The busy hurricane season continues and for the second time on record, the Greek alphabet is being used to name storms, as the list of 21 Atlantic tropical storm names for 2020 were exhausted.

Tropical Storm Wilfred dissipated last Friday (Sept 18) giving way to the first storm to take a name from the first letter of the Greek alphabet – subtropical storm Alpha.

Alpha came mere hours after Tropical Storm Wilfred, which formed in the eastern Atlantic. Alpha’s maximum sustained winds Friday morning were almost 40 mph; however, it weakened over the weekend.

Wilfred was centered about 630 miles (1,015 kilometers) west-southwest of the Cabo Verde Islands and was moving west-northwest near 17 mph (28 kph).

Subtropical storm Beta, which formed as a tropical depression in the southwestern Gulf of Mexico last Thursday night, reached tropical storm status last Friday evening and moved near Texas and Louisiana with heavy rainfall.

October 2005 was the first time the Hurricane Center used the Greek alphabet when the last named storm was Zeta and six names were utilized from the Greek alphabet. This was a record-breaking year with devastating hurricanes including Katrina, Rita and Wilma, whose names have since been retired.

On Monday, the US National Hurricane Centre issued advisories on five tropical cyclones over the Atlantic basin (Paulette, Rene, Sally, Teddy and Vicky). This ties the record for the greatest number of tropical cyclones in that basin at one time; the last set was in September 1971.

Four simultaneous named tropical storms or hurricanes have happened six other times since the 1960s.

The World Meteorological Organisation (WMO) uses rotating lists of names in alphabetical order for tropical cyclones. Male and female names are alternated, and the lists are used every six years.

If a hurricane is particularly devastating or deadly, its name is retired and a new one selected.
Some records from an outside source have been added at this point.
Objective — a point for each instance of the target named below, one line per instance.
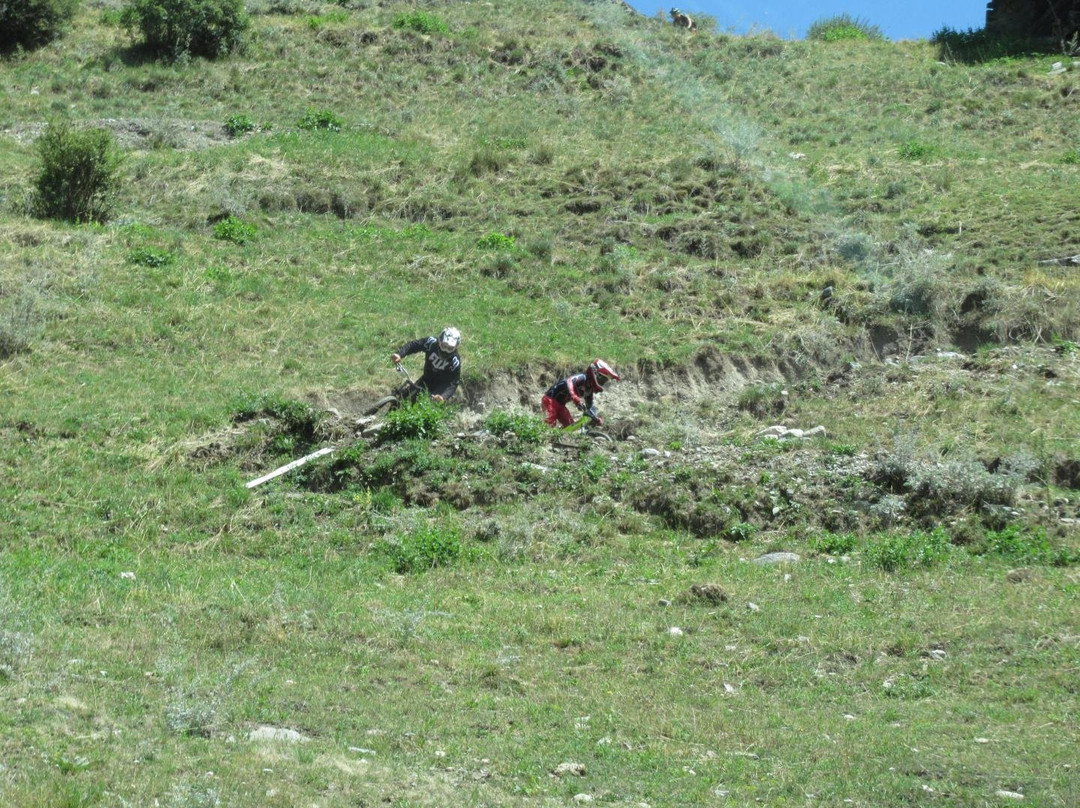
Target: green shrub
(833, 543)
(420, 22)
(763, 400)
(495, 241)
(422, 418)
(426, 548)
(525, 428)
(235, 230)
(916, 150)
(324, 120)
(1024, 544)
(239, 124)
(739, 532)
(78, 175)
(30, 24)
(842, 27)
(150, 257)
(975, 45)
(894, 552)
(180, 28)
The WMO explained that the hurricane name lists include just 21 letters out of 26 because it is difficult to find six appropriate names for the six rotating lists starting with Q, U, X, Y and Z.
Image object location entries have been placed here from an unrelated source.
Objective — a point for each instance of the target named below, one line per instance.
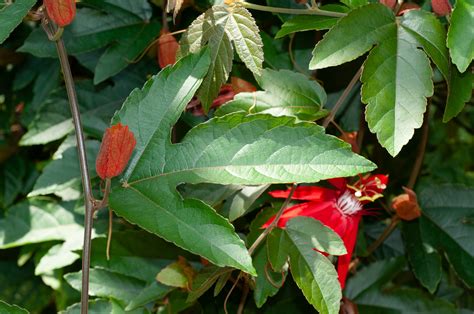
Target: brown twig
(89, 201)
(272, 225)
(421, 150)
(342, 98)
Furthermore, due to the geographical coverage of the storms throughout the Atlantic and Caribbean, names must reflect a balance between French, Spanish and English names. They also have to respect societal sensitivities.

The 2020 exhausted list of names are Arthur, Bertha, Cristobal, Dolly, Edouard, Fay, Gonzalo, Hanna, Isaias, Josephine, Kyle, Laura, Marco, Nana, Omar, Paulette, Rene, Sally, Teddy, Wilfred and Vicky.

The Atlantic hurricane season is expected to end November 30.